'Present Laughter,' on Broadway with Victor Garber
Actors are waving prop cigarettes around the stage again, playing dress-up in dressing gowns again and pretending, with variable success, to be terribly sophisticated in yet another demi-classic comedy from the '20s and '30s about the travails of aging thespians.
If playwrights wrote about anything but theater folk with grand pianos in the decades between the World Wars, you wouldn't know it from the narrow choices lately by Broadway's nonprofit theaters. Since last spring, we have had David Hyde Pierce as a womanizing midlife playwright in "Accent on Youth," three generations of an acting dynasty in "The Royal Family" and now Victor Garber as the womanizing midlife star in "Present Laughter."

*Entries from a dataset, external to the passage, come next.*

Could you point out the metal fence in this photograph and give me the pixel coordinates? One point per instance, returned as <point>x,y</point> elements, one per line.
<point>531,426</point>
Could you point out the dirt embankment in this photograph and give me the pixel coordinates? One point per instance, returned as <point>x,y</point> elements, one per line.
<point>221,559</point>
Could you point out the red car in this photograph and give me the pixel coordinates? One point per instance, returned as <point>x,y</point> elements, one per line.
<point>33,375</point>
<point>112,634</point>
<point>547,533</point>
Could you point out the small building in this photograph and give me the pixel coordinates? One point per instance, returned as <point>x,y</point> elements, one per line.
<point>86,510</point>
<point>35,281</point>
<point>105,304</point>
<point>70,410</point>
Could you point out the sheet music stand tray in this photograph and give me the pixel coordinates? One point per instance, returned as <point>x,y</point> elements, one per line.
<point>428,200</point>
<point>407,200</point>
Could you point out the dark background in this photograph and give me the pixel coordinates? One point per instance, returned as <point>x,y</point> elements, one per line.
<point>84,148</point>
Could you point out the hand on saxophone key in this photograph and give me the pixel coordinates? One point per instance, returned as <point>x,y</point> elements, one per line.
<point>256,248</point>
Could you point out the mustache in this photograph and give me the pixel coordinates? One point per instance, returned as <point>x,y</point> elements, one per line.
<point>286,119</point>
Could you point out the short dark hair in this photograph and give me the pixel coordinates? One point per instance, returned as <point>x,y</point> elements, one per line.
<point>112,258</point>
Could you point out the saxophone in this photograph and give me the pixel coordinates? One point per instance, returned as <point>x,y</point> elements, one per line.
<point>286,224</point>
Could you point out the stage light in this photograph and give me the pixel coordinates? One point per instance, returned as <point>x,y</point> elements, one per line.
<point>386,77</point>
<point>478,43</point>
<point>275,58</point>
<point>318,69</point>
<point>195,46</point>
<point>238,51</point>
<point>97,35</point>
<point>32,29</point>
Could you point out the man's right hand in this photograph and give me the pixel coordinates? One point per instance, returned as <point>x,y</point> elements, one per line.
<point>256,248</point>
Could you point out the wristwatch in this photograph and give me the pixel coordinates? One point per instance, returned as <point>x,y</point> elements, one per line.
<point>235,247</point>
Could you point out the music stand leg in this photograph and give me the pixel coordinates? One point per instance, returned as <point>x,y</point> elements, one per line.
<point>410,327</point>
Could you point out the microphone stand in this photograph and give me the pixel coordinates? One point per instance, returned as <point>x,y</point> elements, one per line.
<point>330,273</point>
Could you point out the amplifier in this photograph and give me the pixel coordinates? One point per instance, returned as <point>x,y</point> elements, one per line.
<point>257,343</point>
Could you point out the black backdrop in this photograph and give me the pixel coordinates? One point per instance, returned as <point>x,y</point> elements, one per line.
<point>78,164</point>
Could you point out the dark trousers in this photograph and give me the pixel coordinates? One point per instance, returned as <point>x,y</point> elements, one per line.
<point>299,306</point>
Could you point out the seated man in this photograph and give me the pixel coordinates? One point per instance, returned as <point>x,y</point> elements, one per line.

This is the 1939 Nöel Coward escapade about 50-ish matinee idol Garry Essendine, surrounded by women (and men) who want his body, and by his close circle of wisecracking theater associates, including an almost ex-wife, who supports in him friendship and business.
And that's really all there is, except for the absolutely critical element - style. Without it, the Roundabout Theatre Company's revival is basically just another swanky deco set (by Alexander Dodge) with smart costumes (Jane Greenwood), dowdy wigs and a fabulous winding staircase to nowhere of interest.
The good director Nicholas Martin is clearly not in his element here. Instead of trusting the devastations of Coward's offhand wit, he stomps breezy gestures with the heavy foot of running gags and exaggerated eccentricities.
Garber, a theater pleasure long before he played Jennifer Garner's father in "Alias," is not ideally cast as Garry, a flawed, impossibly attractive fellow created to play off Coward's own world-weary and wry elegance. Frank Langella last played the character here in 1996 as a big, bossy peacock who knew the value of a tantrum and a good vanity mirror. Garber almost makes the role work on his own terms, a troubled nice guy, less declining master tragedian than popular star of light romances and the ingénues that come with them.
Of the large cast, only Harriet Harris, as his capable, snappy secretary, and Lisa Banes, as his protective almost ex, survive the direction unscathed. Pamela Jane Gray is harsh and unsympathetic as the supposedly irresistible man-eating Joanna. And Brooks Ashmanskas is unbearable, encouraged to flit and flounce and strike obnoxious poses as the young male playwright obsessed with Garry. Oh, and at the end, the ritzy people and the servants gather around the piano and, as if Coward hadn't been mugged enough, sing.
WHAT "Present Laughter"
WHERE American Airlines Theatre, 227 W. 42nd St.